|
Softpanorama |
May the source be with you, but remember the KISS principle ;-)
Softpanorama Search
|
version 0.2 (raw draft)
Scripting languages usually do not contain the concept of pointers (a.k.a references). But Perl is an exclusion from the rule and surprisingly it proved that this concept is pretty useful even for the class of very high languages that Perl belongs to.
Initially Perl has very limited implementation of concept of references. Perl 4 permits only symbolic references, which are difficult to use. For example, in Perl 4, you have to use names to index to an associative array called _main{} of symbol names for a package. Perl 5 now lets you have hard references to data.
One problem that came up all the time in Perl 4 was how to represent a hash whose values were lists. Perl 4 had hashes, of course, but the values had to be scalars; they couldn't be lists.
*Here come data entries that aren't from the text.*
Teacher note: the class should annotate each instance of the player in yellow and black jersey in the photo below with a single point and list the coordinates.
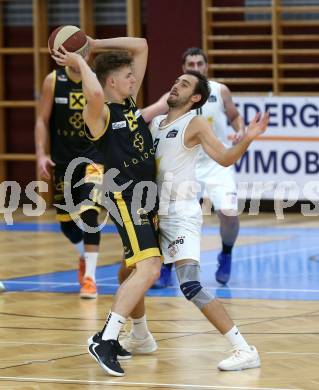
(122, 136)
(60, 123)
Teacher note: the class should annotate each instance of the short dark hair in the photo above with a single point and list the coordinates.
(201, 88)
(107, 62)
(193, 51)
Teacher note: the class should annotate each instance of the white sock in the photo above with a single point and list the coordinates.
(139, 327)
(80, 248)
(90, 264)
(236, 339)
(114, 324)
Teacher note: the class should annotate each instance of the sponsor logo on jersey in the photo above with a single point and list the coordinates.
(77, 101)
(94, 173)
(173, 246)
(62, 77)
(212, 99)
(118, 125)
(61, 100)
(172, 134)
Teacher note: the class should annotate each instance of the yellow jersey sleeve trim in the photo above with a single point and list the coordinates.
(53, 81)
(108, 115)
(142, 255)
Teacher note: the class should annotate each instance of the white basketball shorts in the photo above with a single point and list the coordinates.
(180, 231)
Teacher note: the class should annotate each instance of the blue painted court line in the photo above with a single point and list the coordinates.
(277, 269)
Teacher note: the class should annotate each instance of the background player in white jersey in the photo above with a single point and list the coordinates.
(177, 140)
(218, 182)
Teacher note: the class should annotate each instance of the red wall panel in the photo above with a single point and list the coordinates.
(171, 27)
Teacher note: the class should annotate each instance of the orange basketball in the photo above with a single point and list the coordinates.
(71, 37)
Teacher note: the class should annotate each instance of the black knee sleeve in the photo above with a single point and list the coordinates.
(90, 218)
(190, 289)
(71, 230)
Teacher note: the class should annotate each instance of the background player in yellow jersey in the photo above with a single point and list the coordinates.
(121, 134)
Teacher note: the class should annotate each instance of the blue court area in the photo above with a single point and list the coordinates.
(285, 268)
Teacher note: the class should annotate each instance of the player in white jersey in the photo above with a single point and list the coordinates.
(217, 182)
(177, 139)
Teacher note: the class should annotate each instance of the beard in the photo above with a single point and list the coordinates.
(174, 101)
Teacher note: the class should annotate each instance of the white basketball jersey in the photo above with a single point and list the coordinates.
(175, 162)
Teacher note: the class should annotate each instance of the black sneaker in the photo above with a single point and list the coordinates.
(105, 353)
(122, 354)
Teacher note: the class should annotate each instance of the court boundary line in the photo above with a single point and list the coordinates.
(128, 383)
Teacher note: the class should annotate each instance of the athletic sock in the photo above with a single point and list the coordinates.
(227, 249)
(139, 328)
(113, 326)
(90, 264)
(80, 248)
(236, 339)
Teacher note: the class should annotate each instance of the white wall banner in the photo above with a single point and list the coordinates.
(284, 162)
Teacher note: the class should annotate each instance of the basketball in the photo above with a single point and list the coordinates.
(71, 37)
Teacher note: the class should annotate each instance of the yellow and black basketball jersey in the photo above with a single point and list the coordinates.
(127, 145)
(68, 138)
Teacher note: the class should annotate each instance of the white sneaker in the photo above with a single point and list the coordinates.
(240, 360)
(137, 346)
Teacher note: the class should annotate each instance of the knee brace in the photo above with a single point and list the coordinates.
(71, 230)
(90, 218)
(189, 280)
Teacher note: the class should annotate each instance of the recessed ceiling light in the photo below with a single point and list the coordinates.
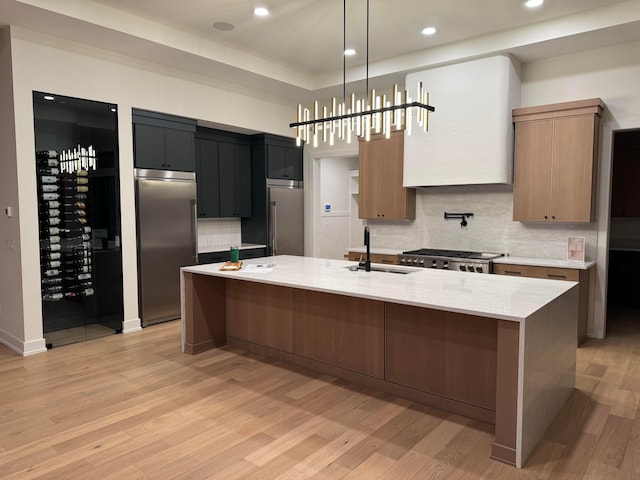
(224, 26)
(533, 3)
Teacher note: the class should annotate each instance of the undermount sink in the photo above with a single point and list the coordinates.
(376, 268)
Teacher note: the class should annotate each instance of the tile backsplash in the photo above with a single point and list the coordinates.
(491, 229)
(218, 233)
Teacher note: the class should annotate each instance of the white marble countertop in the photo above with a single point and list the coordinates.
(544, 262)
(224, 248)
(496, 296)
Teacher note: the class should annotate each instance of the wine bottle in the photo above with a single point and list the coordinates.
(46, 154)
(48, 170)
(52, 289)
(46, 222)
(49, 187)
(52, 264)
(73, 180)
(75, 204)
(51, 212)
(70, 222)
(46, 256)
(49, 179)
(52, 297)
(48, 162)
(50, 196)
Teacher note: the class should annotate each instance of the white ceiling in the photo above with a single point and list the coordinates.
(297, 50)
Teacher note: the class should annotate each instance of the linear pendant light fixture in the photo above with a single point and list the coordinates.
(361, 118)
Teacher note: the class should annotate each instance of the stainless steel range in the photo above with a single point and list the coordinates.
(462, 261)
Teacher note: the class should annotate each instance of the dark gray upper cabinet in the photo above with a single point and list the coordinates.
(163, 142)
(207, 178)
(235, 180)
(223, 174)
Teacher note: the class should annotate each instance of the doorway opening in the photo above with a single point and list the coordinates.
(623, 283)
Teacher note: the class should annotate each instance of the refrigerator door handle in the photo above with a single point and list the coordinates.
(274, 233)
(194, 229)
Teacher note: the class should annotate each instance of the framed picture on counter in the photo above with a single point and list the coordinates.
(575, 249)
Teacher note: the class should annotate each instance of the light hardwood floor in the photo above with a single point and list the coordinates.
(133, 406)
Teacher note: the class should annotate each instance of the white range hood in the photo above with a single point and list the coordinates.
(470, 137)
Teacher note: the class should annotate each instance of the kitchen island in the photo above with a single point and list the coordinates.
(496, 348)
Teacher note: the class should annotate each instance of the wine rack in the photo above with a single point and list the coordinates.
(65, 231)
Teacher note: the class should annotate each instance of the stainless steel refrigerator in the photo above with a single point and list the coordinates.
(167, 239)
(285, 216)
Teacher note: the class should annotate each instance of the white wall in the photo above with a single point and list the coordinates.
(11, 312)
(332, 234)
(49, 64)
(611, 73)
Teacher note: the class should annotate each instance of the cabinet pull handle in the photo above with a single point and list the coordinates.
(513, 272)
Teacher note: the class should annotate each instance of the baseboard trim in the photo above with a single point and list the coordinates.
(25, 349)
(133, 325)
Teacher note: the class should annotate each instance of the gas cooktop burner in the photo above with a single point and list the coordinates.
(459, 260)
(431, 252)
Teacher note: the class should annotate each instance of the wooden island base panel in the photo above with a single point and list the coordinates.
(494, 370)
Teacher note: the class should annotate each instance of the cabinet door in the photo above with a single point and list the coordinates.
(227, 180)
(573, 169)
(532, 171)
(235, 180)
(178, 150)
(381, 194)
(276, 162)
(208, 178)
(293, 163)
(149, 149)
(243, 180)
(370, 165)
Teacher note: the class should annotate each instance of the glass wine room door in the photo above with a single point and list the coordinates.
(76, 155)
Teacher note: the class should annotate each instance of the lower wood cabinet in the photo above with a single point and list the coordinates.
(583, 277)
(340, 330)
(443, 353)
(260, 314)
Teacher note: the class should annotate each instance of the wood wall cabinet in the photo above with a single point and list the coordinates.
(555, 167)
(381, 194)
(582, 276)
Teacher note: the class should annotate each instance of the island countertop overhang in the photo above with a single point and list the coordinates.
(494, 296)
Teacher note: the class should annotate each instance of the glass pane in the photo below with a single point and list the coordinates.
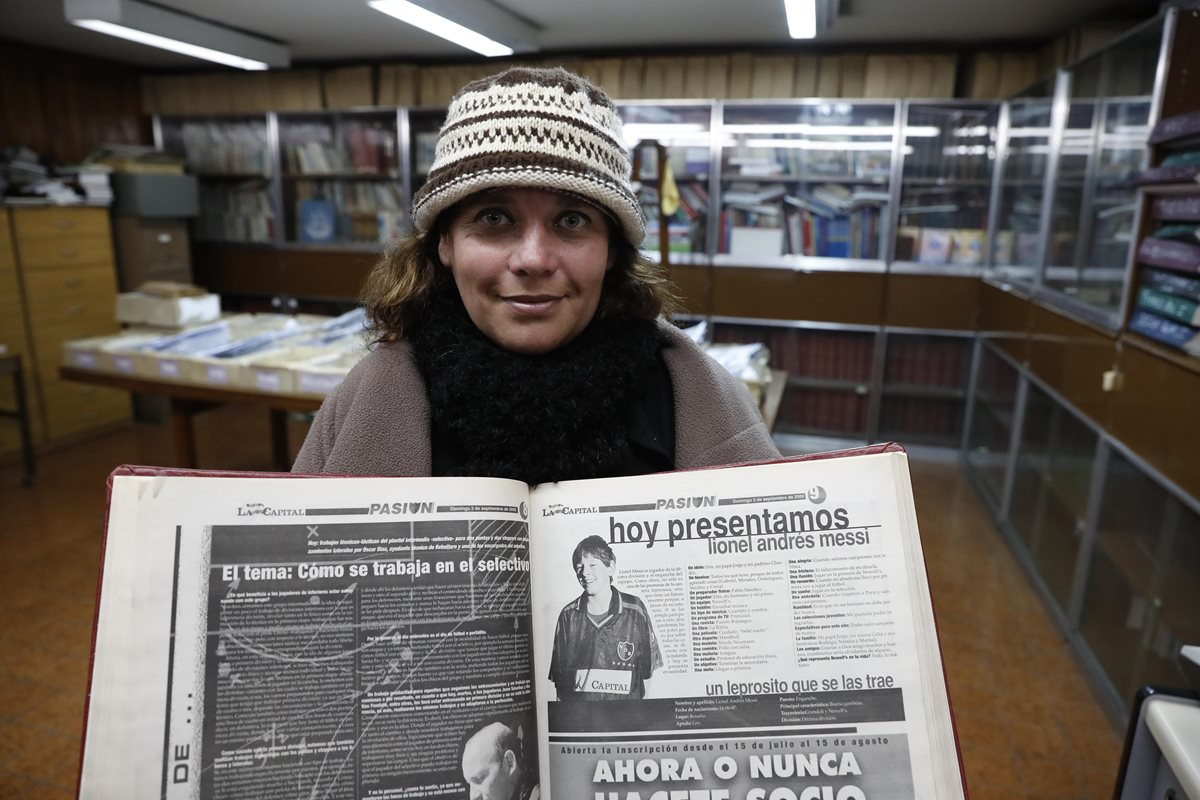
(805, 180)
(233, 163)
(1050, 489)
(943, 203)
(1120, 594)
(682, 136)
(991, 422)
(360, 202)
(1177, 621)
(1015, 245)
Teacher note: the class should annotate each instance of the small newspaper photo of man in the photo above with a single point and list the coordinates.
(605, 648)
(496, 764)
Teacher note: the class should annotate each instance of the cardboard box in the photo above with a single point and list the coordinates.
(138, 308)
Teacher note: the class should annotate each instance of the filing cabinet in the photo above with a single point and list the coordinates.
(67, 278)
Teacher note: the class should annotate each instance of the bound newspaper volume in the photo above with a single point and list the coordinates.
(756, 632)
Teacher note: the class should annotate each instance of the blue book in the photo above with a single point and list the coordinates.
(317, 221)
(1183, 337)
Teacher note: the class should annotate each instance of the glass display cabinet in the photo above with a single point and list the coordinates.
(340, 178)
(805, 180)
(990, 422)
(678, 134)
(1025, 130)
(233, 160)
(419, 138)
(829, 373)
(945, 185)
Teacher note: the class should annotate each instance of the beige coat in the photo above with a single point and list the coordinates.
(377, 421)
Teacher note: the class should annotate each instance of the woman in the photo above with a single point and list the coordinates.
(517, 330)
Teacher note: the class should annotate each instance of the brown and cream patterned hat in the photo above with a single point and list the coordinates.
(537, 128)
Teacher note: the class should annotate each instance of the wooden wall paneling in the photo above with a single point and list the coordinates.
(1183, 78)
(717, 76)
(1005, 320)
(829, 76)
(741, 76)
(774, 77)
(897, 78)
(851, 298)
(631, 70)
(324, 276)
(348, 86)
(1072, 358)
(805, 79)
(694, 284)
(237, 269)
(875, 78)
(64, 106)
(941, 301)
(397, 84)
(946, 68)
(1153, 414)
(853, 74)
(604, 72)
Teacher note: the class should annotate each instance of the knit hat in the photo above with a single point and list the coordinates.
(535, 128)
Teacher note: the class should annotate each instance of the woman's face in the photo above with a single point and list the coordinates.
(529, 265)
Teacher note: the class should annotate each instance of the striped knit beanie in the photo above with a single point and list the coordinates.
(535, 128)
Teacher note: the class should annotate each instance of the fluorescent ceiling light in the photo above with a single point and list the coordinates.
(165, 43)
(802, 18)
(155, 26)
(462, 22)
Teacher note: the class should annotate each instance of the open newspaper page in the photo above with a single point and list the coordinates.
(747, 633)
(307, 637)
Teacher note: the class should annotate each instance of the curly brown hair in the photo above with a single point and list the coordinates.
(397, 288)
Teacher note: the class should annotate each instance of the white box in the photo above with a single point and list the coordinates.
(141, 308)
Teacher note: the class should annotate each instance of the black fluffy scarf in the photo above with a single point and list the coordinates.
(557, 416)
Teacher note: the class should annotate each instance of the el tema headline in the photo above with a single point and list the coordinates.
(394, 567)
(726, 768)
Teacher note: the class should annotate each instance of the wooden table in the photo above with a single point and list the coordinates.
(10, 365)
(189, 400)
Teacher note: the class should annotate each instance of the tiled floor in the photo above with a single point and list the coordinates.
(1029, 726)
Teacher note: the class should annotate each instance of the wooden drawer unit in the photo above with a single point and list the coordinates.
(43, 254)
(67, 292)
(78, 296)
(72, 409)
(59, 223)
(7, 257)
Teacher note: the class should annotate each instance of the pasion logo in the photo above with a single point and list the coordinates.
(687, 503)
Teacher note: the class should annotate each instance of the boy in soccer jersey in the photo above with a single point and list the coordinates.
(605, 648)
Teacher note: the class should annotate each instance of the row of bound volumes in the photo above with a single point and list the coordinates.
(927, 361)
(357, 148)
(826, 355)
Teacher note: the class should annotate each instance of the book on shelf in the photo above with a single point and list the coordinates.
(766, 631)
(1176, 335)
(1174, 283)
(753, 193)
(1169, 253)
(1187, 233)
(1176, 209)
(316, 221)
(1167, 305)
The second problem is multidimensional arrays. Arrays in Perl are one-dimensional and the easiest way to emulate multidimensional array is to use references.
That why they were introduced in Perl 5 to provide the capability to create complex data structures like multidimensional arrays and nested hashes.
Another very useful class of reverences is references to subroutines. They proved to be useful for extension of Perl with OO programming constructs.
There are several ebooks that contain chapters about references.
Like in C, a reference is simply a pointer to something, such as a Perl variable, array, hash (also known as an associative array), or even a subroutine. We will use the terms pointer and reference interchangeably.
In other words a reference is simply an address of a variable. References are useful in creating complex data structures in Perl. In fact, you cannot really define any complicated structures in Perl without using references.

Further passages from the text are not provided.